Shipt is planning layoffs, closures of open positions
The reduction in force is necessary to keep the Target-owned delivery platform “competitive and healthy,” a spokesperson said.
Target-owned same-day delivery service Shipt is laying off workers and closing open positions to keep it “competitive and healthy” amid a changing delivery landscape, the company confirmed Thursday.
Shipt did not say how many employees are being let go or which roles are affected, but Alabama-based publication AL.com reported that Shipt was cutting about 3.5% of its open positions.
“Our business and industry have changed dramatically in the past few years, and to keep Shipt competitive and healthy, we ultimately made the difficult decision to eliminate select positions across the organization,” Shipt’s Chief Communications Officer Molly Snyder said via email. “In addition, we closed many of our open positions. These decisions are never easy to make, and we have worked for months to do everything we could to avoid having to take this step.”

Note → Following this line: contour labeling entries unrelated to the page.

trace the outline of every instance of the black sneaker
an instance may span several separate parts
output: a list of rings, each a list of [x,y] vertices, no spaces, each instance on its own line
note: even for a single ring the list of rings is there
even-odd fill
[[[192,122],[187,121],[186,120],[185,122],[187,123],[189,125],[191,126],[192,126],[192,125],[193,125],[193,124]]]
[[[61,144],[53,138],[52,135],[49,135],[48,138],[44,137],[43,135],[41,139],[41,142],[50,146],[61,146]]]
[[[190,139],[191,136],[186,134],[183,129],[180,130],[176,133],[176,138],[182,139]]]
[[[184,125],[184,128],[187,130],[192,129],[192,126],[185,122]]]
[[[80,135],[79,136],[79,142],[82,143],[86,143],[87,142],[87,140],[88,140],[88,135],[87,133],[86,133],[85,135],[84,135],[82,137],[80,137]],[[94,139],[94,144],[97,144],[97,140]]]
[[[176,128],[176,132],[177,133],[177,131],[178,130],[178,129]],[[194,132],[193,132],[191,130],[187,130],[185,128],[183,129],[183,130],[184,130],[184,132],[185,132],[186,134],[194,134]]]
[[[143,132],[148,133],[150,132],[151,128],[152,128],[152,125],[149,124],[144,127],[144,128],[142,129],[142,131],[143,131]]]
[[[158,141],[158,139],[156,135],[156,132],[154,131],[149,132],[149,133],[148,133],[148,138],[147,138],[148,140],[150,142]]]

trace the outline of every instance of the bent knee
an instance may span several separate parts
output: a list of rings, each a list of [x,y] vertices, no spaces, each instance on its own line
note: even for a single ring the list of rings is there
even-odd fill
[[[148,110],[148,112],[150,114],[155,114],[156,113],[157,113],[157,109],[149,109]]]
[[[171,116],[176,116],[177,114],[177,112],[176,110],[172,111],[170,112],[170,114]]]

Shipt employees whose jobs are being eliminated can stay on the payroll through November, Snyder said. After that, they will be offered “comprehensive” severance packages that include support in finding new jobs as well as benefits continuation.
Shipt has nearly 850 corporate employees, most of whom are based at company headquarters in Birmingham, Alabama, AL.com reported in August.
The company was promised at least $19 million in cash incentives and tax breaks by state and local governments in 2018 if Shipt kept bolstering its local presence by hiring hundreds of workers, the publication noted. Most of those funds have been withheld.
Minneapolis-based Target purchased Shipt in 2017 for $550 million, a move designed to “close that last-mile delivery gap from days to minutes,” Target CEO Brian Cornell told analysts at the time.
Target does not disclose Shipt’s financial results. But the company reported that the delivery platform’s sales grew more than 300% early in the pandemic.
Delivery demand, of course, has ebbed significantly since the days of quarantine, and Target has seen growing demand for its curbside pickup offering.
In September, fewer and smaller online grocery orders resulted in a 3.1% year-over-year decline in sales, according to the most-recent Brick Meets Click/Mercatus grocery shopping survey. Household penetration of pickup orders grew to 59% of monthly active users, a record, while delivery demand fell to 39%.